Medical Device Daily European Editor and Staff Reports
For European radiology centers on a limited budget, Toshiba Medical Systems Europe BV (Zoetermeer, the Netherlands) has introduced the Aquilion Premium, a 160-detector row computed tomography (CT) scanner with software and hardware options allowing an upgrade to research-quality images equivalent to the flagship 320-slice AquilionONE.
Three systems have been sold with two currently being installed in Russia and one in Italy, Toshiba' Europe's senior manager for marketing, Jack Hoogendoorn, told Medical Device Daily.
"Aquilion Premium is the only system that can be upgraded from eight centimeter to 16 cm coverage to unlock all the advantages of our AquilionONE CT dynamic volume scanner, which means a safe and sound investment for future for customer needs," he said.
The Aquilion Premium scanner covers 80 mm with a 160-detector row in a single rotation and by using the reconstruction algorithms in the coneXact software, the scanner generates a 320-slice, 3-D volume image.
The good news regarding the narrow coverage of the 160 in-line Quantum detectors is a smaller detector aperture of just 0.5mm, the world's smallest available in CT technology, according to Toshiba, providing fine and fast dynamic volume images for functional CT at low radiation dosages in a single rotation.
The downside is the Aquilion Premium restricts the range of clinical applications to narrow coverage areas, such as the heart or the brain.

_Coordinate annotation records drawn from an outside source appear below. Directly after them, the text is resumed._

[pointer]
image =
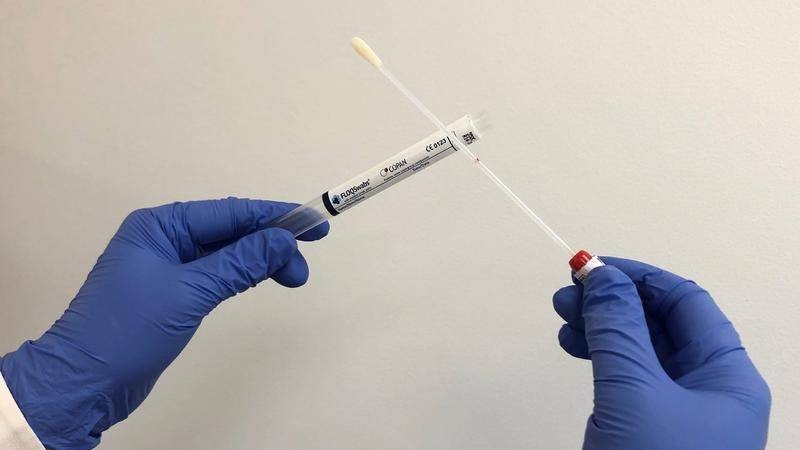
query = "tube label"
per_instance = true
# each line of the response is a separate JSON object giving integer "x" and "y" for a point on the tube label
{"x": 398, "y": 167}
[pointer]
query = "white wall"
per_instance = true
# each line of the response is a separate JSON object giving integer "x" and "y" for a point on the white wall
{"x": 665, "y": 133}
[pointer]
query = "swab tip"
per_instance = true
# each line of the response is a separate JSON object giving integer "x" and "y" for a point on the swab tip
{"x": 365, "y": 51}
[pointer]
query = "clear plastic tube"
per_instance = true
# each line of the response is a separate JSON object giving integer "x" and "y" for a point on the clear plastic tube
{"x": 344, "y": 196}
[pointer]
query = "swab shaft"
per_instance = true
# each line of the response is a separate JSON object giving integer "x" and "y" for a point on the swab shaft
{"x": 466, "y": 152}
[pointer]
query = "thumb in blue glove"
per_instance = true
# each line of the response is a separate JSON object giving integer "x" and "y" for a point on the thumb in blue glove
{"x": 164, "y": 270}
{"x": 670, "y": 372}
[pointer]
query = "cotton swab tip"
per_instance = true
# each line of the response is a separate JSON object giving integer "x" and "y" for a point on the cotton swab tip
{"x": 365, "y": 51}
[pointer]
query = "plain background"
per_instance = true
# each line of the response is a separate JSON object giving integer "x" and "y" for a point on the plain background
{"x": 667, "y": 133}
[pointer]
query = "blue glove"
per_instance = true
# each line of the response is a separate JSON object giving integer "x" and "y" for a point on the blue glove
{"x": 669, "y": 370}
{"x": 164, "y": 270}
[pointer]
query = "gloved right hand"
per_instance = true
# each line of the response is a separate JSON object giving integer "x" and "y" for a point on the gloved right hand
{"x": 163, "y": 272}
{"x": 670, "y": 372}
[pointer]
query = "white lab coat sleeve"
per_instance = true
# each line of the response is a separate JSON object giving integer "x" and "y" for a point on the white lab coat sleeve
{"x": 15, "y": 433}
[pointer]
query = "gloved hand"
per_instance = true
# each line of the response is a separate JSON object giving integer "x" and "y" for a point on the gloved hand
{"x": 669, "y": 370}
{"x": 164, "y": 270}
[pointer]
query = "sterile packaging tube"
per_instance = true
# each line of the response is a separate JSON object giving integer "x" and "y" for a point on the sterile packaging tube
{"x": 380, "y": 177}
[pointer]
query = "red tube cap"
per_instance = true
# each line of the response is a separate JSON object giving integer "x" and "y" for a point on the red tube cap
{"x": 579, "y": 260}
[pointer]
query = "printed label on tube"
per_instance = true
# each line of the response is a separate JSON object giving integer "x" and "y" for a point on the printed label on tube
{"x": 402, "y": 165}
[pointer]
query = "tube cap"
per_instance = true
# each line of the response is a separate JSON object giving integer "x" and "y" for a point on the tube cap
{"x": 582, "y": 263}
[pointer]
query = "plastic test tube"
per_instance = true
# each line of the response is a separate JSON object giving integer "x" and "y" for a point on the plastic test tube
{"x": 380, "y": 177}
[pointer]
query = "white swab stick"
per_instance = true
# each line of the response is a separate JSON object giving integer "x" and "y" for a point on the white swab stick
{"x": 371, "y": 57}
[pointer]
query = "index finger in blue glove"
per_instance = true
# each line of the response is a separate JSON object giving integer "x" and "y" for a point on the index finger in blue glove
{"x": 200, "y": 227}
{"x": 698, "y": 328}
{"x": 616, "y": 329}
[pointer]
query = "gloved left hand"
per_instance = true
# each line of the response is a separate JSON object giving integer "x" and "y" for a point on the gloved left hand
{"x": 162, "y": 273}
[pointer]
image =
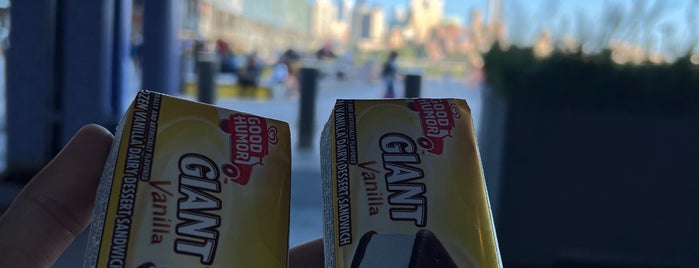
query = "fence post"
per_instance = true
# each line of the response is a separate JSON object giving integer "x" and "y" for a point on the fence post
{"x": 207, "y": 70}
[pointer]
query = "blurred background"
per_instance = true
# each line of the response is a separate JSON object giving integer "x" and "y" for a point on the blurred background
{"x": 587, "y": 112}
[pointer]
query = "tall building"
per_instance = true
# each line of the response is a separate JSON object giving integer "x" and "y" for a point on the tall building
{"x": 425, "y": 15}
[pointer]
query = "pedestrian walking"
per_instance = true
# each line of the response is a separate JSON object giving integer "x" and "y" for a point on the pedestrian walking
{"x": 389, "y": 72}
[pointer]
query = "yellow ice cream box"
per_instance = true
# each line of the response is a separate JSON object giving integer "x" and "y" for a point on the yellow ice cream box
{"x": 192, "y": 185}
{"x": 403, "y": 186}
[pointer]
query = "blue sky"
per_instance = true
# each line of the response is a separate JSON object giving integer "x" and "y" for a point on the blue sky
{"x": 527, "y": 17}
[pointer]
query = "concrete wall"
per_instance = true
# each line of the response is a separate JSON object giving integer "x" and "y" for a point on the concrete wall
{"x": 574, "y": 187}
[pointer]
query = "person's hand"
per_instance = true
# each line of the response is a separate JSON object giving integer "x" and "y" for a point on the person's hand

The Aquilion Premium can be upgraded with a retrofit to 320-detector rows and 160 mm coverage, generating 640 slices per rotation, the same as the AquilionONE.
Aquilion Premium customers are given a range of software packages on six-month trial basis to experience the advantages of advanced clinical imaging and if convinced of the clinical benefits, and able to come up with the budget, can progressively upgrade capabilities.

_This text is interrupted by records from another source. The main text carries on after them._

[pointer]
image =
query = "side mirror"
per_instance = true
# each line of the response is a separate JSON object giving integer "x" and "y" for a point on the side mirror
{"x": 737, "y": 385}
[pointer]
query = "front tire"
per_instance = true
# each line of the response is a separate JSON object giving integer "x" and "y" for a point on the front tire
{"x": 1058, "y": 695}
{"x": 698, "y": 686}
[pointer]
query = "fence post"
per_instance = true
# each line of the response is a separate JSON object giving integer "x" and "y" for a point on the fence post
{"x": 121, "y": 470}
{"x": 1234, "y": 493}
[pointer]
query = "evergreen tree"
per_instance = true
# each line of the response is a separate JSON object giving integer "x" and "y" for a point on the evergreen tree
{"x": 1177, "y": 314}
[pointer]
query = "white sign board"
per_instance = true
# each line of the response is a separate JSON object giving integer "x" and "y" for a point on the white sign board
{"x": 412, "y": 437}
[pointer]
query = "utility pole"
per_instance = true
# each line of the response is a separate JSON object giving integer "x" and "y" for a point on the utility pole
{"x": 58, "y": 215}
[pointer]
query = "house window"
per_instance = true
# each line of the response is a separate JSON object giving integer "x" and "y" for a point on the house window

"Experience teaches us that the selection of optional software packages can be difficult, and is complicated by budget restrictions," explained Hoogendoorn, adding that as clinical needs emerge a customer may find a need for a different choice of software than originally selected.
For the moment the scalable, upgradable Aquilion Premium platform is only available in Europe, he said.
Eighteen months ago Toshiba made waves at the 2007 Radiological Society of North America meeting in Chicago when it introduced the AquilionONE, a CT scanner featuring a world-first 320-slice architecture, announcing it had pre-sold five units and then winning a purchase from the National Institutes of Health. (MDD, Dec. 9, 2008).
The new capabilities of a wide, dynamic volume approach created several clinical advantages by eliminating the stitching of multiple images that create image artifacts, and by lowering radiation doses by as much as 80% according to Toshiba.
The Aquilon Premium is loaded with Toshiba's trademark IT capabilities, including on board, storage for up to 800.000 images for immediate access retrieval and what the company is calling "Enhanced DICOM" (Digital Imaging and COmmunications in Medicine) that increases the transfer speed up to 10 times so that the transfer of 1,200 images, which would normally take over three minutes, is completed in 20 seconds.
CE mark for TactiCath
Endosense (Geneva, Switzerland), a company focused on enabling the broad adoption of catheter ablation for the treatment of cardiac arrhythmias, reported receipt of the CE mark for its TactiCath system.
The first force-sensing ablation catheter, TactiCath gives physicians a real-time, objective measure of contact force during the catheter ablation procedure. The CE mark allows physicians across Europe to use TactiCath in the treatment of supraventricular tachycardia (SVT) of the right atrium.
"The CE mark for TactiCath opens new horizons for Endosense, as we are establishing a new standard in the catheter ablation treatment of cardiac arrythmias," said Eric Le Royer, president/CEO. "With its unique ability to measure contact force, we expect the TactiCath to have a major positive impact on the safety and efficacy of catheter ablation, while also standardizing ablation techniques and decreasing the learning curve."
The CE mark was granted based on select data submitted from Endosense's TOCCATA (TOuCh+ for CATheter Ablation) clinical study, which was performed by 17 investigators at eight European centers. During procedures on 42 enrolled SVT patients, the device was found to cause no serious adverse events, and the primary study endpoint was reached.
"The availability of the TactiCath marks an important advance in the field of catheter ablation," said Karl-Heinz Kuck, MD, of Asklepios Klinik St. Georg (Hamburg, Germany), an Endosense European scientific advisor and primary investigator of the TOCCATA trial. "The TactiCath is a critically important addition to our treatment armamentarium, as it will help to prevent perforation and identify sites of low contact force which may lead to re-conduction from the pulmonary veins in patients undergoing atrial fibrillation ablation."
Acute data from the TOCCATA study will be presented at the Heart Rhythm Society's 30th annual scientific sessions in Boston next week.
Endosense said it plans to release the TactiCath system in Europe in the second half of 2009.